Biodegradation & Composting

Composting Diapers in France

We knew about composting plants and food. Here is a new kind of composting. 3.5 billion baby diapers are thrown away every year in France, mountains of non-recyclable waste.

A young start-up is experimenting with crèches.

The crèche rue Bleue, in the ninth arrondissement of Paris, is one of ten crèches participating in the “Les Couches fertiles” experiment.

The director Séverine Fonteneau was quickly convinced by this project which is experimenting with composting because the diapers represent the bulk of her waste: ” Immediately it seemed obvious, on one day there was about 150 diapers used.
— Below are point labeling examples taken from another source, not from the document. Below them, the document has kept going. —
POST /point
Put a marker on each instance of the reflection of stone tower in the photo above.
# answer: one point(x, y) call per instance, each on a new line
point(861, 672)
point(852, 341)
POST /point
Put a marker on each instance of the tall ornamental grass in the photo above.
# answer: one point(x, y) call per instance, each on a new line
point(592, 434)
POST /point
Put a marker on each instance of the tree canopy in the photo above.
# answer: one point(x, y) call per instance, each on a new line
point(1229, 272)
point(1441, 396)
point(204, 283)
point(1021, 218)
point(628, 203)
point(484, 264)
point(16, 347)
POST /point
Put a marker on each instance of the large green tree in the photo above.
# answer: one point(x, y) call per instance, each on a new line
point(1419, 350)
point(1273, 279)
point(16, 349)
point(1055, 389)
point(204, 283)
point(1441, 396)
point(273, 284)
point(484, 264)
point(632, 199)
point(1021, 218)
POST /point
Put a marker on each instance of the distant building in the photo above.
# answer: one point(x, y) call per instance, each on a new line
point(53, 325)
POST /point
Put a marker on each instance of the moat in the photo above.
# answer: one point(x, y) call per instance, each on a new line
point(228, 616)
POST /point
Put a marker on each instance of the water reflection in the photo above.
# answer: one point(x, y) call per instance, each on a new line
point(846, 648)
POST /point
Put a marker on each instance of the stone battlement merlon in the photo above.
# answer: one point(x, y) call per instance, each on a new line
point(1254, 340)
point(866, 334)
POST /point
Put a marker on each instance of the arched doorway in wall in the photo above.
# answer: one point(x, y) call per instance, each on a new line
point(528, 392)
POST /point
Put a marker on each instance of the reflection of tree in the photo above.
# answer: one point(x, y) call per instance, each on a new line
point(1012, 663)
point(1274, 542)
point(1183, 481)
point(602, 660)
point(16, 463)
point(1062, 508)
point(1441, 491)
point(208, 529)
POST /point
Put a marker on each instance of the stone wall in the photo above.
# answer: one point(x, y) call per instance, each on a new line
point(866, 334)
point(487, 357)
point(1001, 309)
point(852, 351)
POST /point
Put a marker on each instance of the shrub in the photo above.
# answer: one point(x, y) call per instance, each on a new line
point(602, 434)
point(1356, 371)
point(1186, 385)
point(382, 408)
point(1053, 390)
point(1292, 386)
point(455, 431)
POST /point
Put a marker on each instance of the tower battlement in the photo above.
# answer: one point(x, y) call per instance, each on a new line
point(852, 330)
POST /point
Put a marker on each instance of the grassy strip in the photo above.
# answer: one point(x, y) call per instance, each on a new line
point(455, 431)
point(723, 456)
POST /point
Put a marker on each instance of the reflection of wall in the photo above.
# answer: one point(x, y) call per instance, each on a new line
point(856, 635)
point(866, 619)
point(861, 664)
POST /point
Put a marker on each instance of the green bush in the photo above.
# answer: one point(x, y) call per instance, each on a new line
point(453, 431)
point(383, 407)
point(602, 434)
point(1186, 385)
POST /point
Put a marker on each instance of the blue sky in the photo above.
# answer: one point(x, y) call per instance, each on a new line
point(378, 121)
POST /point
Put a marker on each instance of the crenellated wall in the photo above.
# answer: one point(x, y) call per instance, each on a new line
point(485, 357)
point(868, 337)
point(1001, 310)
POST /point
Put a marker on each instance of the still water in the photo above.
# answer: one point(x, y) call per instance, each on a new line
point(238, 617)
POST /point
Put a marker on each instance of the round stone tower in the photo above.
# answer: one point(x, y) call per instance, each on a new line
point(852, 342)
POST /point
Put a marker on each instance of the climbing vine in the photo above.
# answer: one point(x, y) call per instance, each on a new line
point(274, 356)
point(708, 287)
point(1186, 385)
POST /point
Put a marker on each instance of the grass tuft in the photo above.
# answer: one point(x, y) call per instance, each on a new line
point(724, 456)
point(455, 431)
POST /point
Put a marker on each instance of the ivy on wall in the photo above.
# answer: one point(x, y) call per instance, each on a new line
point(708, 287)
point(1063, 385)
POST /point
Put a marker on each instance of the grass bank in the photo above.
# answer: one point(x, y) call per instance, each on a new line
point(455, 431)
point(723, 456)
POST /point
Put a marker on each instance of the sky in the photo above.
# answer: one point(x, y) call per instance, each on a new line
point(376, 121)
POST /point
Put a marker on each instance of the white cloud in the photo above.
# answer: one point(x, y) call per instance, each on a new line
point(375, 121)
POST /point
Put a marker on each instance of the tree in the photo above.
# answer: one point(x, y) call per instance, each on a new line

Make the calculation over a month “.

Especially since the experiment did not require major changes in the way of working within the crèche since the staff is already used to throwing used diapers apart, in special bins for odor and hygiene.

Used diaper bins are collected three times a week

Three times a week, the diaper are collected before being transported a few kilometers away, on Île Saint-Denis (In Seine-Saint-Denis), where the Alchemists have installed a composting site.

This start-up specializing in micro-industrial short circuit composting launched this baby diaper development project three years ago, because Maïwen Mollet, head of the “Fertile Diapers” project, was startled by a statistic: in France, we throw 3.5 billion baby diapers a year.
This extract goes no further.